Background: People with schizophrenia exhibit reduced ability to detect change in the auditory environment, which has been linked to abnormalities in N-methyl-D-aspartate (NMDA) receptor-mediated glutamate neurotransmission. This ability to detect changes in stimulus qualities can be measured with electroencephalography using auditory event-related potentials (ERPs). For example, reductions in the N100 and mismatch negativity (MMN), in response to pitch deviance, have been proposed as endophenotypes of schizophrenia. This study examines a novel rodent model of impaired pitch deviance detection in mice using the NMDA receptor antagonist ketamine.

Methods: ERPs were recorded from unanesthetized mice during a pitch deviance paradigm prior to and following ketamine administration. First, N40 amplitude was evaluated using stimuli between 4 and 10 kHz to assess the amplitude of responses across the frequency range used. The amplitude and latency of the N40 were analyzed following standard (7 kHz) and deviant (5-9 kHz) stimuli. Additionally, we examined which portions of the ERP are selectively altered by pitch deviance to define possible regions for the mouse MMN.

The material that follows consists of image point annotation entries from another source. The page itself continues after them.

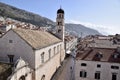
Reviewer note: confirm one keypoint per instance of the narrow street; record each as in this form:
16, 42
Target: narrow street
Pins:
67, 71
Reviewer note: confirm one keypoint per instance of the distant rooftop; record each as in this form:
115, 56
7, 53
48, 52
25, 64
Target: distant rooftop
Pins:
37, 39
99, 54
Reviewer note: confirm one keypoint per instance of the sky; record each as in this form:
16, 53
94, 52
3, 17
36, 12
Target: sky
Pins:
102, 15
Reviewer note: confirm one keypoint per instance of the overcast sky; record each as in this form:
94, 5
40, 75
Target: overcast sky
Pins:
102, 15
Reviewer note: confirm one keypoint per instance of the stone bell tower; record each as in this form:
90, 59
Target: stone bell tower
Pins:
60, 24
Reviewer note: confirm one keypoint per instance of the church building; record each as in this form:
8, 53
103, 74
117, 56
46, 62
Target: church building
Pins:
43, 51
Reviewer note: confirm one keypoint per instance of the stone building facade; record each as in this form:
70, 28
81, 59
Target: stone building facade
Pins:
43, 51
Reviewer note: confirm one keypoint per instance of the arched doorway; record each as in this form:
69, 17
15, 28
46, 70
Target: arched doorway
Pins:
43, 77
22, 78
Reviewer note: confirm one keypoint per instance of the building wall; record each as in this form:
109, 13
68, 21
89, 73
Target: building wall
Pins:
91, 68
50, 65
21, 69
12, 44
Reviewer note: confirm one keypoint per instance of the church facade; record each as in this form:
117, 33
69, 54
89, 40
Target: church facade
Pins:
43, 51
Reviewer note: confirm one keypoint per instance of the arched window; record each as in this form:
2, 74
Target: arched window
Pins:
22, 78
43, 77
83, 74
42, 57
49, 51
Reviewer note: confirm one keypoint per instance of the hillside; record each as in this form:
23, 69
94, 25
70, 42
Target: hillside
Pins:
25, 16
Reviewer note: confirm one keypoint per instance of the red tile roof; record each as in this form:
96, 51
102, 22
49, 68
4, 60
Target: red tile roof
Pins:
99, 54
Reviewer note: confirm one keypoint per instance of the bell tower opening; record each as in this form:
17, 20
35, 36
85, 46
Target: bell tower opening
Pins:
60, 24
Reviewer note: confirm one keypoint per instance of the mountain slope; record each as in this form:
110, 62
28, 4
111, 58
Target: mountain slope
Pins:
25, 16
22, 15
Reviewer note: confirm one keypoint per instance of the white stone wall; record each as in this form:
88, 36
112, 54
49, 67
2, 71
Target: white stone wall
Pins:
21, 69
91, 68
18, 48
50, 65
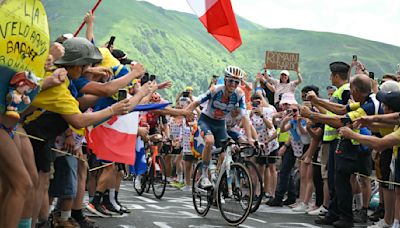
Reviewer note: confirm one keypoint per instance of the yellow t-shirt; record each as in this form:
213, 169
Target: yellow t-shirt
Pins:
396, 134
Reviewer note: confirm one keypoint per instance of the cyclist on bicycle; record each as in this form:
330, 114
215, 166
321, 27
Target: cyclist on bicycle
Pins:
221, 101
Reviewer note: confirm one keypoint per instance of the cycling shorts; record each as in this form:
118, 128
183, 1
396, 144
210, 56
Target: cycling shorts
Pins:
214, 127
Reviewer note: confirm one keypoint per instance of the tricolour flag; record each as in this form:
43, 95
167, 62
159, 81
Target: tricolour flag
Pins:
115, 140
218, 18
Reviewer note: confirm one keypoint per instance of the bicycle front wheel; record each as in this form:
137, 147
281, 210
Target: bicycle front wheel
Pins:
235, 194
258, 189
158, 177
202, 198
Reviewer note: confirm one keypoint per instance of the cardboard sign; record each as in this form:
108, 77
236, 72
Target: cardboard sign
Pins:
24, 42
281, 60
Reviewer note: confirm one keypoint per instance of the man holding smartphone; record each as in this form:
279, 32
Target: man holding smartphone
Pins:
340, 212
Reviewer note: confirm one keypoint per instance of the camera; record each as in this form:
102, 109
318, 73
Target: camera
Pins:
111, 42
146, 77
345, 121
185, 94
371, 75
122, 94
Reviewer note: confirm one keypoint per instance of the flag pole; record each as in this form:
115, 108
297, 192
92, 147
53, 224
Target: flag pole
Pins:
83, 23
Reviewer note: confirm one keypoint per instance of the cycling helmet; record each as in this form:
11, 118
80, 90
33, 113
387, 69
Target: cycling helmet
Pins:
234, 72
155, 97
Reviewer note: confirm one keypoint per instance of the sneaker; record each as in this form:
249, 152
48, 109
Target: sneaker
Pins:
205, 182
186, 188
378, 214
301, 207
343, 224
111, 209
138, 182
87, 223
311, 208
361, 216
288, 202
380, 224
98, 210
324, 221
274, 202
318, 211
70, 223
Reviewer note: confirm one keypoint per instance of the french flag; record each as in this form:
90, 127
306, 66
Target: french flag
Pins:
115, 140
218, 18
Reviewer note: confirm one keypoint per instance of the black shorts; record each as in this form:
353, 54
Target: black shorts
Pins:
364, 163
189, 157
384, 165
47, 127
266, 160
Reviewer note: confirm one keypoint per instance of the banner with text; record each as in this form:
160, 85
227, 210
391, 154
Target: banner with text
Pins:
281, 60
24, 46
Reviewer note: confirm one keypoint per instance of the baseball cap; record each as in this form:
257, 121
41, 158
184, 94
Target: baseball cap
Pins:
284, 72
288, 98
121, 56
390, 99
79, 52
339, 67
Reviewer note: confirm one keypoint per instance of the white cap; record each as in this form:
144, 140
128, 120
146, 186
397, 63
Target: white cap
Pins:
288, 98
284, 72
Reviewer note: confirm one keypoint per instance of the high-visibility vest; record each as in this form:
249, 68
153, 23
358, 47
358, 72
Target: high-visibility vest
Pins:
282, 136
330, 133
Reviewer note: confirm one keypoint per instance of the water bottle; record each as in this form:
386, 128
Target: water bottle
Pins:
213, 171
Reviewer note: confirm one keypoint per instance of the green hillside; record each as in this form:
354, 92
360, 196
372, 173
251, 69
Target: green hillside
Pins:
175, 46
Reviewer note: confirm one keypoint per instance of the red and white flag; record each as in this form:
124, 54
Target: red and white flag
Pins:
115, 140
218, 17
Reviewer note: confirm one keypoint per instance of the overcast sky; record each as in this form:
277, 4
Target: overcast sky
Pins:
377, 20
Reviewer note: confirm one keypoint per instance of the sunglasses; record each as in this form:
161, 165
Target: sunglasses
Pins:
231, 81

Results: Mice displayed increased N40 amplitude that was followed by a later negative component between 50 and 75 msec in response to deviant stimuli. Both the increased N40 and the late N40 negativity were attenuated by ketamine. Ketamine increased N40 latency for both standard and deviant stimuli alike.

Conclusions: The mouse N40 and a subsequent temporal region have deviance response properties similar to the human N100 and, possibly, MMN. Deviance responses were abolished by ketamine, suggesting that ketamine-induced changes in mice mimic deviance detection deficits in schizophrenia.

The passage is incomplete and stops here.